中小企業に対する国外関連者寄付金の否認事例

 移転価格税制の調査は主に大企業に集中しその更正金額の大きさで新聞紙上目に付くことが多いのですが、中小企業に対する国外関連者(海外子会社等)寄付金に関しても税務調査で否認されているケースが多々あります。

 中国、タイ、インドネシア、シンガポール、韓国などのアジア諸国に国外関連者(実質支配50%以上の海外子会社等)を1社ないし2社程度有している中小企業は非常に数が多いと思いますが、そのような中小企業が注意すべき国外関連者との取引は次のとおりです。
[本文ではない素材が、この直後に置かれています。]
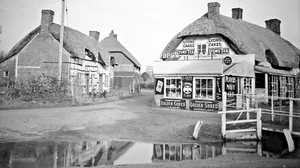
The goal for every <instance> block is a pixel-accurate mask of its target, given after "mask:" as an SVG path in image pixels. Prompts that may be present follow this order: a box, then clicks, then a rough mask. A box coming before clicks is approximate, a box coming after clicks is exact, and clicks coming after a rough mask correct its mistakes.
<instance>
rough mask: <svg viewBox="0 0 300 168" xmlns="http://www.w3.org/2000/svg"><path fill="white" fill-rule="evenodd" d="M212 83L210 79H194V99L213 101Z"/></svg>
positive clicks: (212, 81)
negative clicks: (202, 99) (194, 93)
mask: <svg viewBox="0 0 300 168" xmlns="http://www.w3.org/2000/svg"><path fill="white" fill-rule="evenodd" d="M213 98H214V81H213V79H212V78H200V79H195V99H207V100H213Z"/></svg>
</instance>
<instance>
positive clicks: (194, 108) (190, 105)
mask: <svg viewBox="0 0 300 168" xmlns="http://www.w3.org/2000/svg"><path fill="white" fill-rule="evenodd" d="M218 109H219V103H218V102H217V101H206V100H205V101H204V100H190V110H193V111H217V110H218Z"/></svg>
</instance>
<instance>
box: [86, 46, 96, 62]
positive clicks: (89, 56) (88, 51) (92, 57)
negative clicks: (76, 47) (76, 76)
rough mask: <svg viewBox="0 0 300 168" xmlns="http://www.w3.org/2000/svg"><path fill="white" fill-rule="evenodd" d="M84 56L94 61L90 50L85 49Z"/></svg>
mask: <svg viewBox="0 0 300 168" xmlns="http://www.w3.org/2000/svg"><path fill="white" fill-rule="evenodd" d="M85 55H86V56H88V57H90V59H91V60H92V61H96V57H95V55H94V54H93V53H92V52H91V51H90V50H88V49H85Z"/></svg>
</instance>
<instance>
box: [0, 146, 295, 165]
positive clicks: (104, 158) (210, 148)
mask: <svg viewBox="0 0 300 168" xmlns="http://www.w3.org/2000/svg"><path fill="white" fill-rule="evenodd" d="M266 147H268V145H266ZM266 147H263V145H262V143H261V142H256V141H255V142H252V141H245V142H242V141H238V142H227V143H222V142H220V143H200V144H198V143H191V144H188V143H183V144H178V143H155V144H152V143H135V142H126V141H58V142H8V143H0V167H3V168H6V167H14V168H33V167H54V168H56V167H68V166H76V167H94V166H100V165H128V164H145V163H156V162H166V161H175V162H176V161H183V160H198V159H208V158H213V157H217V156H219V155H224V154H226V153H256V154H257V155H260V156H266V157H280V156H282V151H279V152H278V153H274V152H273V151H272V152H270V151H268V148H266ZM297 159H299V158H297Z"/></svg>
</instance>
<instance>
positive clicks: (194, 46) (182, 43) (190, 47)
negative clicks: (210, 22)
mask: <svg viewBox="0 0 300 168" xmlns="http://www.w3.org/2000/svg"><path fill="white" fill-rule="evenodd" d="M177 52H178V55H194V52H195V40H193V39H185V40H183V41H182V47H181V49H179V50H178V51H177Z"/></svg>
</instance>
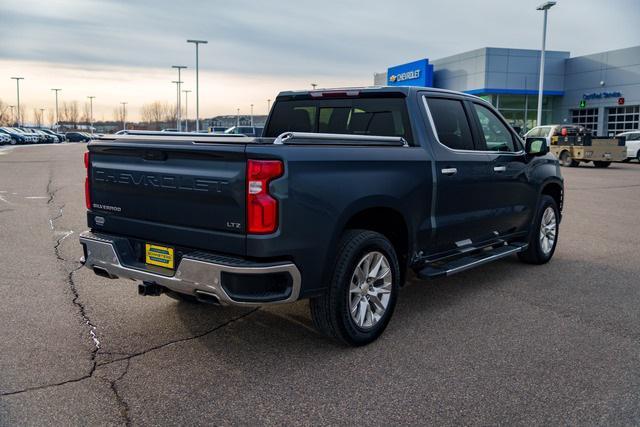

1)日本本社から海外子会社へ出張又は出向する者の経費負担
 たとえば、旅費交通費や人件費などの経費を本社で負担しているようなケース

2)海外子会社への低利率による貸付や債権放棄による損失負担
 たとえば、低利率で貸付を行い、元本回収ができないようなケース、又は海外子会社に対して多額の債権放棄を行っているようなケース

 国税庁タックスアンサー子会社等を整理・再建する場合の損失負担等に係る質疑応答事例で、子会社等を整理、再建する場合の損金計上について詳細な説明が行われていますので参考になります。

3)海外子会社への経営支援業務
 たとえば、赤字補填のための実態の無い取引に対する資金供与、又は取引実態はあるが負担金額に経済的合理性がないような場合

4)工場や営業所をスタートアップする際の本社からの様々な支援業務
 たとえば、機械の設置・修理を無償で行ったり、親会社が所有する機械や器具備品を独立企業間価格より低い価格で子会社に売却するような場合

5)親会社が所有する無形固定資産(特許権等)を無償で子会社に貸し出す場合
 たとえば、海外子会社で特許を活用して製造するような場合で特許使用料を支払っていないようなケース

 上記のような取引を否認された場合には全額損金不算入となり、加算/流出処理を行います。したがってこの場合は租税条約による相互協議の対象にはならず、二重課税を解決する手段はなくなることになりますので留意すべきです。

 中小企業の経営者の皆様、海外子会社等(国外関連者)に対する寄付金は税務調査の重要ポイントですから注意してください。